Gulliver no iba a ser menos. Muchos de los asideros a los que se aferra para soportar esta vida feroz (o que a lo mejor no lo es tanto), muchas de las excusas, de las mentiras, de los cuentos que, inconsciente, produce y realiza, ya los conoces de hace tiempo, bien porque los hayamos contado aquí, bien porque, observador, los vayas descubriendo en el día a día.
Son detalles privados, compartidos apenas con un reducido grupo de cercanos. Una canción que no suene en la radio, un palacio de escasos metros cuadrados en mitad de un cementerio de coches, que es mitad palacio y mitad cueva, unos andares que terminan contagiados, las distintas maneras de saludarse.
Viene esto a cuento (que posiblemente no venga) por que me acabo de enterar de que la memoria va a capas. Como los subsuelos, como los peinados de las niñas modernas. Como las cebollas. Rebusco entre ellas intentando dejar luego las cosas como estaban. Y hete aquí, claro, que he encontrado, en un lugar no excesivamente recóndito (ay, mis esdrújulas), un recuerdo referido a lo que te estaba contando. Esos lugares comunes que nos buscamos los próximos, los cercanos.
Primeros años del bachilletaro, no puedo precisar más. Clase con el Carpin, pobre desgraciado. Alguien, me suena que Pedro Simón, alto, rubio, desgarbado, todo lo contrario a un apostol o un pescador, con nariz a juego y un humor bestia y sibilino, en mitad de una explicación en la que el profesor escribe con esmero y letra de jesuitas en la pizarra, alguien, quiza Pedro Simón, gangosea su voz, la nasaliza y sube unos todos para disimularla, y dice "maato". Por contagio, otro compañero suelta, con igual voz, "chiiifi". El Carpin se da la vuelta con escasa curiosidad pero pronto nos vuelve a dar la espalda y continúa con su perorata.

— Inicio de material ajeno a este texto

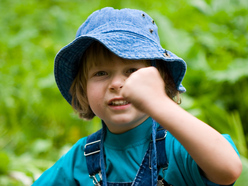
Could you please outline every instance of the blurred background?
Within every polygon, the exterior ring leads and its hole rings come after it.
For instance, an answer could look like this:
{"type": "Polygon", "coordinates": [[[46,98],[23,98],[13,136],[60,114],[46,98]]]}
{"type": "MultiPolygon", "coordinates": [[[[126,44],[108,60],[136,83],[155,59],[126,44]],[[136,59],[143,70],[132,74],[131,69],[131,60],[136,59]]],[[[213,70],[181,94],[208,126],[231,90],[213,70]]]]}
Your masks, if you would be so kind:
{"type": "Polygon", "coordinates": [[[31,185],[78,139],[101,127],[61,96],[54,57],[95,10],[135,8],[164,48],[188,64],[181,106],[234,140],[248,183],[247,0],[0,0],[0,185],[31,185]]]}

Y así empezó que nos pasamos el año con los chifis y los matos, cada uno diferente al anterior, con distinta larguza, con otra entonación. Los profesores estaban hartos pero no acababan de reconocerlo ante nosotros.
Y sí, llegó el día en que a E. le había salido todo mal. No era difícil que ocurriese porque E. era exigente consigo mismo. El número uno indiscutible en todo lo curricular, era (como dicen ahora) un pringao. No era raro que cualquier nimiedad le amargase la vida, pero ese día habían llovido (sus pequeños desastres) a calderadas. Y estaba harto. Así que, sin venir mucho a cuenta, soltó un mato en exceso gritado y en un tono de voz que solo podía ser el suyo. Su primer y único mato entre los miles, los millones de matos y de chifis que habían poblado a lo largo y a lo ancho todo un curso escolar.
El pobre, se cayó con todo el equipo.